Una valutazione della Commissione del febbraio 2020 spiega che tale disparità incoraggia gli acquisti transfrontalieri e persino il contrabbando, vanificando la lotta al vizio e il prelievo fiscale nei paesi con una tassazione più elevata. Inoltre, le aliquote minime fissate per le bionde non sono più sufficienti a scoraggiarne il consumo, pertanto dovrebbero essere rialzate.

Seguendo le indicazioni del Consiglio dell’Ue (che riunisce i 27 governi), adottate nel giugno 2020, la Commissione ha avviato una consultazione con le parti interessate, conclusa a fine giugno. È inoltre in corso una valutazione sull'impatto delle diverse opzioni regolamentari. L’attesa proposta legislativa bilancerà i diversi interessi in gioco.

«Potremmo semplicemente creare nuove categorie fiscali per le e-cigs e gli Htp o assegnare a queste categorie un’aliquota fiscale minima», anticipa una fonte confidenziale della Commissione. La prima opzione potrebbe risultare in un facile compromesso poiché i governi dovrebbero solo inserire i prodotti nei loro sistemi fiscali sotto categorie comuni, potendo scegliere se tassarli o meno. 

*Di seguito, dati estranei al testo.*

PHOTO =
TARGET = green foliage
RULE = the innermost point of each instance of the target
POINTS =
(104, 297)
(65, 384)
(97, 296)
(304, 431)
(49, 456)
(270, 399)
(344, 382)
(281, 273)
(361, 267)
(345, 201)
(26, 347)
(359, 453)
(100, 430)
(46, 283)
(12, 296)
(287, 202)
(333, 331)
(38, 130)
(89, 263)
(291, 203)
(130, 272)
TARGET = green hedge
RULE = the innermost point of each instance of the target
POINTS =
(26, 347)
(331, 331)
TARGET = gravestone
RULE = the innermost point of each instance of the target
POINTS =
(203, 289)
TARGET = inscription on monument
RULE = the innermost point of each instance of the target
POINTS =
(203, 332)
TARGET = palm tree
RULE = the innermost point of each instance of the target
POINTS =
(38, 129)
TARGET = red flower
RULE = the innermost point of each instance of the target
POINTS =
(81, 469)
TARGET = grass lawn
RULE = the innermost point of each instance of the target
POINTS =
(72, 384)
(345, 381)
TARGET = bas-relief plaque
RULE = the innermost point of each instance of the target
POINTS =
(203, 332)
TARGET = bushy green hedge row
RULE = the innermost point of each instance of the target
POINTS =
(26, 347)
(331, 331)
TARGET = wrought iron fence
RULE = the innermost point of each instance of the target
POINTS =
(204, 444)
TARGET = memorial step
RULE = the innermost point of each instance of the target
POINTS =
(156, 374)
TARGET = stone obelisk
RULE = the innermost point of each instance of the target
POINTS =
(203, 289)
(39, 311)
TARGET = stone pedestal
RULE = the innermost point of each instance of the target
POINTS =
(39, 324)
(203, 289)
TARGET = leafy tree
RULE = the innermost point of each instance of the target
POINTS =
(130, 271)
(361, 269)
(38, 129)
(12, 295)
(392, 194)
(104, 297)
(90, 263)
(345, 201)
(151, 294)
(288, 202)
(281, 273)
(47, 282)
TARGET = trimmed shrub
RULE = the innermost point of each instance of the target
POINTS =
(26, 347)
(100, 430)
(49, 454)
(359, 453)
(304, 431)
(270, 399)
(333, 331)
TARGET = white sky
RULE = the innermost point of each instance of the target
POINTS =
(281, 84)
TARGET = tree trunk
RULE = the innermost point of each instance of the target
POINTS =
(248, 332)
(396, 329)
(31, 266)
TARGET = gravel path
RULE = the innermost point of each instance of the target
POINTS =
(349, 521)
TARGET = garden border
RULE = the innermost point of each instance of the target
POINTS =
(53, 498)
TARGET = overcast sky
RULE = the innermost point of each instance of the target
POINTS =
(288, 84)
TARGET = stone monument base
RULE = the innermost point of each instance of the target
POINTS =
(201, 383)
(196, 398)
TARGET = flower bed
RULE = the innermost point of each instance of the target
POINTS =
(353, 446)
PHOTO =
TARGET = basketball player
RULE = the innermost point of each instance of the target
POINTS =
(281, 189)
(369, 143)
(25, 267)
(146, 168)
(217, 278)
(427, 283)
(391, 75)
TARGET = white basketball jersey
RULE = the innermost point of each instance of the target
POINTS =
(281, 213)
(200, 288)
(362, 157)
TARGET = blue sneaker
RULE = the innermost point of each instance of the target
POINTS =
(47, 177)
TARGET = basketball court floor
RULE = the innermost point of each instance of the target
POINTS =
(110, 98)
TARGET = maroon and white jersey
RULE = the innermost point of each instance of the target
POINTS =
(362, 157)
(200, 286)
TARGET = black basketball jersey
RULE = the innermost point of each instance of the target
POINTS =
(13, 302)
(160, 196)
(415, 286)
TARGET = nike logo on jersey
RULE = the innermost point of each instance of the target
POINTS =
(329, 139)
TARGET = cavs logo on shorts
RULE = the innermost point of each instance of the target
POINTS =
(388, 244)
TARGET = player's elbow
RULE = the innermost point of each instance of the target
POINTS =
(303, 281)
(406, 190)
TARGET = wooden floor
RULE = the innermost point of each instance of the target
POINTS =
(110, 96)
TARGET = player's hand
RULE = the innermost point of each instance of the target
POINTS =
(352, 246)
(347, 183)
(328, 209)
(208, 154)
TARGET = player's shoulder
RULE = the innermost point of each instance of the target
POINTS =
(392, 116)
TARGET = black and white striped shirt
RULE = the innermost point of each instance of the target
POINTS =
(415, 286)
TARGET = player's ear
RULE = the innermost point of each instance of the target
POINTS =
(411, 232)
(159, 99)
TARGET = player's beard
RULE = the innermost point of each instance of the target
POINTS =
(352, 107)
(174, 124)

Il beneficio immediato di categorie unificate a livello Ue è una riduzione dei costi amministrativi per l’autorizzazione dei prodotti, il loro tracciamento e la riscossione delle eventuali tasse, sia per gli operatori che per le autorità. La seconda opzione (imposizione di un’aliquota minima) sarà più controversa poiché, se adottata, inciderebbe sulla competitivtà dei dispositivi senza fumo nell’intero mercato Ue. L’assenza di conclusioni scientifiche consolidate sui prodotti di nuova generazione alimenta posizioni divergenti.

La posizione dell’Italia

«Possiamo prevedere una contrapposizione tra i paesi che credono e quelli che non credono che le e-cigs e (in minor misura) gli Htp siano meno dannosi», spiega Ron Branston, docente di economia aziendale all’Università inglese di Bath, specializzato nell'industria del tabacco. «I primi si aspettano che il passaggio dei fumatori a questi prodotti generi un risparmio per il sistema sanitario nazionale, mentre i secondi temono che l'assenza o la bassa tassazione riduca le entrate necessarie per coprire costi sanitari che resteranno sostanzialmente invariati».

Le trattative sul testo coinvolgeranno esclusivamente i ministri economico-finanziari dei 27 paesi, in sede di Consiglio Ue. I membri del Parlamento europeo, la maggior parte dei quali pensa che i dispositivi senza fumo siano più sicuri delle bionde, possono solo esprimere un parere non vincolante sulle questioni fiscali. «Poiché su queste materie si richiede l’unanimità, non è difficile immaginare che uno Stato membro con una fabbrica di Htp potrebbe avere validi motivi per porre il veto contro una tassazione che penalizzi i propri interessi economici», dice la nostra fonte anonima.

L’insinuazione suggerisce che l'Italia, da cui Pmi in cui produce gran parte delle Iqos distribuite nell’Ue e oltreoceano (con 2.450 dipendenti e un fatturato ed esportazioni pari rispettivamente a 750 milioni e 650 milioni di euro) potrebbe essere uno dei tre paesi che si sono già espressi contro un'accisa minima per gli Htp. Quest’opposizione è indicata in un questionario predisposto dalla Commissione nel 2019, che tuttavia non cita i nomi dei governi contrari. Il Ministero dell’Economia e delle Finanze italiano ha rifiutato di rilasciarci commenti in proposito.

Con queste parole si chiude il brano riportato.